Sahadaki hırslarını, mücadelelerini, savaşçı olmalarını çok sevdik.
Takım oyununu takım ruhuyla bütünleştirip, arkadaşça kucaklaşmalarını çok sevdik.
Tüm takımın akıcı İngilizce röportaj vererek Türk Kadınının dünyadaki imajına destek olmasını çok sevdik.
Onlara karşı olanlara, kösteklemeye çalışanlara bile gülüp geçmelerini, kendi işlerine bakmalarını çok sevdik.
İstiklal Marşımızı gururla ve yaşlı gözlerle haykırarak okurken, içlerinde birer “Mehmetçik” barındırmalarını, İstiklal marşımızı tüm dünyaya dinletmelerini çok sevdik.

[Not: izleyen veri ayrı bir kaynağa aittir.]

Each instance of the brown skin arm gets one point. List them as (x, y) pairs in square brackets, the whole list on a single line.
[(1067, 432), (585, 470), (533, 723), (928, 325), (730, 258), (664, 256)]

Kupa töreninde çalınan Türk halkının çok sevdiği, en ağır abilerimizin “bile biri kolumdan çekse de kaldırsa” dediği, sonunda kolunu tutar tutmaz piste fırlayıp, ağır adımlarla şöyle iki tur döndüğü müziğin adıdır “erik dalı”. Kızlarımızı “Türkiye’nin sosyolojik gerçeği” müziğimizi söyleyip, oynadıkları, bizleri de coşturdukları, geleneklerimize sahip çıktıkları için çok sevdik.
Birçok acılar yaşayan, acıyla yoğrulan bir millet olarak gülmek istiyoruz, gülmek bize çok yakışıyor. Böyle olsun keşke, her zaman gururdan, sevinçten gözlerimiz yaşarsın, akan mutluluk gözyaşlarımız olsun. Acılarımızın, yokluklarımızın, olmazlarımızın arasında “Kardelen çiçeklerimiz” oldunuz. Bizi güldürdünüz, ağlattınız, seviçten havalara hoplattınız. İşte bu yüzden biz sizi çok sevdik.